At least three people were killed and 33 injured Tuesday in the Ugandan capital Kampala in a double “suicide attack” carried out by a “local group linked to the ADF,” an Islamist rebellion affiliated with the Islamic State (IS) group, police said.
The government had already attributed two bombings in late October in Kampala to the Allied Democratic Forces (ADF), a Ugandan-born group that has been operating for more than 25 years in the eastern part of the neighboring Democratic Republic of Congo (DRC), where it is accused of numerous civilian killings.
The attacks have not yet been claimed, but “their characteristics are consistent with the ADF,” said police spokesman Fred Enanga. The two explosions occurred three minutes apart shortly after 10 a.m. local time (0700 GMT) in Kampala’s business district.
The first attack was carried out at a checkpoint near the police headquarters by a man carrying a bomb in a backpack.

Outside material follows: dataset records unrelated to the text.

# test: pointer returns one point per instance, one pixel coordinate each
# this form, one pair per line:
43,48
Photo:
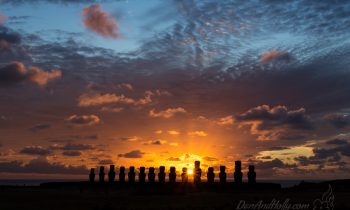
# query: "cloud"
83,120
41,126
168,113
86,100
16,72
132,154
71,153
197,133
105,162
100,22
173,159
271,123
3,19
35,150
338,120
337,142
228,120
274,56
173,133
41,165
99,99
112,109
210,159
72,146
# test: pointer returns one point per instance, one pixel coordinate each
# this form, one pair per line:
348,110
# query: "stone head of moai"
197,164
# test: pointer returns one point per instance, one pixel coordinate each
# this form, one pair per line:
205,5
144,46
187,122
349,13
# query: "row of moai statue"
151,176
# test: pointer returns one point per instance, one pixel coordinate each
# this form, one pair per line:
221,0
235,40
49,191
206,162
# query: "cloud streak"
100,22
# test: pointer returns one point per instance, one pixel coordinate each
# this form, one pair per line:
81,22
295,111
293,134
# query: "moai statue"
251,175
210,175
122,174
222,174
142,175
161,174
102,174
184,175
197,172
92,175
111,174
151,175
238,173
131,174
172,175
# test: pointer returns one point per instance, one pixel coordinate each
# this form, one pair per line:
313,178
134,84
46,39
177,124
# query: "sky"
87,83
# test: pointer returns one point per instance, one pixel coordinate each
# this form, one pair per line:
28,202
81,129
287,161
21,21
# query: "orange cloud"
100,22
197,133
174,133
228,120
168,113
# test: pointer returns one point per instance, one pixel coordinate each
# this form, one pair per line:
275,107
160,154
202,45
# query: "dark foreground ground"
81,196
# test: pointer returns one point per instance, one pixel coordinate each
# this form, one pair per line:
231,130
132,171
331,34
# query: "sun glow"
190,171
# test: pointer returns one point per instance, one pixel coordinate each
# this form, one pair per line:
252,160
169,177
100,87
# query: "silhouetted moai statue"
151,175
222,174
142,175
131,174
161,174
172,175
238,173
111,174
92,175
184,175
210,175
102,174
197,172
122,174
251,175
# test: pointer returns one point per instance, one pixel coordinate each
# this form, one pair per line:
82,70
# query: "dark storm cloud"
132,154
42,166
105,162
81,147
337,141
326,156
83,120
16,72
35,150
275,122
338,120
71,153
41,126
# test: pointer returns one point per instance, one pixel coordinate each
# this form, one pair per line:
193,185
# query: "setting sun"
190,171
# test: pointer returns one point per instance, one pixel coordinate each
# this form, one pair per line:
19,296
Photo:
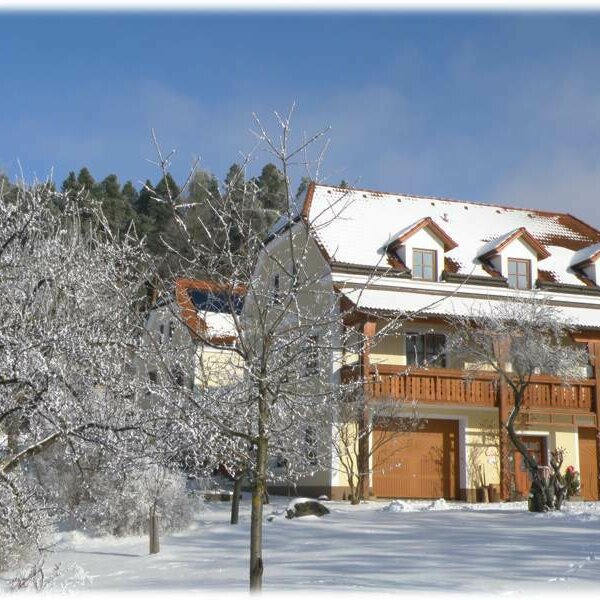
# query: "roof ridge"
456,200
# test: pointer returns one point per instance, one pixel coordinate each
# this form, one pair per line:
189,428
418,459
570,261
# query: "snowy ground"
376,547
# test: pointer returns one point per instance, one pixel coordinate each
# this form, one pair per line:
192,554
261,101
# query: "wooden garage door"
420,464
588,463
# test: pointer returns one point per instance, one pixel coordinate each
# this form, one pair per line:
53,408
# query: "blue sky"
488,107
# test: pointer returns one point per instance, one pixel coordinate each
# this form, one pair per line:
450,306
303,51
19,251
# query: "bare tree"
66,338
518,339
266,396
354,418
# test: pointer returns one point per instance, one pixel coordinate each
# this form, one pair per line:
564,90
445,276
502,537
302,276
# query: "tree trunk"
235,499
256,517
538,492
153,531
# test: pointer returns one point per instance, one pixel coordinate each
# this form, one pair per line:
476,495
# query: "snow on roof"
493,244
590,253
355,226
429,304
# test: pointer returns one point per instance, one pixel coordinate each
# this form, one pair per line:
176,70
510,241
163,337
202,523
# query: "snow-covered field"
375,547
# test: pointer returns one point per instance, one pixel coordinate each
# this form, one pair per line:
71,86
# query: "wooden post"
500,350
153,529
368,331
594,351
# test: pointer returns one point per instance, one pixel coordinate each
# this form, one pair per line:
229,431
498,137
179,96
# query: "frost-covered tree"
353,420
518,339
262,404
67,335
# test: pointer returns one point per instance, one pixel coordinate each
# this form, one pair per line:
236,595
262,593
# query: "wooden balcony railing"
448,386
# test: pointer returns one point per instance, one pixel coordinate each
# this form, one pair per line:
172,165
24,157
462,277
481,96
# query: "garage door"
588,463
420,464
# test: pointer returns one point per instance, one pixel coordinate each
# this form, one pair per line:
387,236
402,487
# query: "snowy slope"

The second was carried out by two men “disguised as motorcycle cabs” near the entrance to Parliament, police said.
Counter-terrorism forces arrested a fourth suicide bomber and “recovered an unexploded homemade explosive device (…) from his home,” Enanga said.
The attacks come three weeks after two other bombings, one against a restaurant in the capital on October 23 claimed by Iscap and a suicide attack on a bus near Kampala two days later.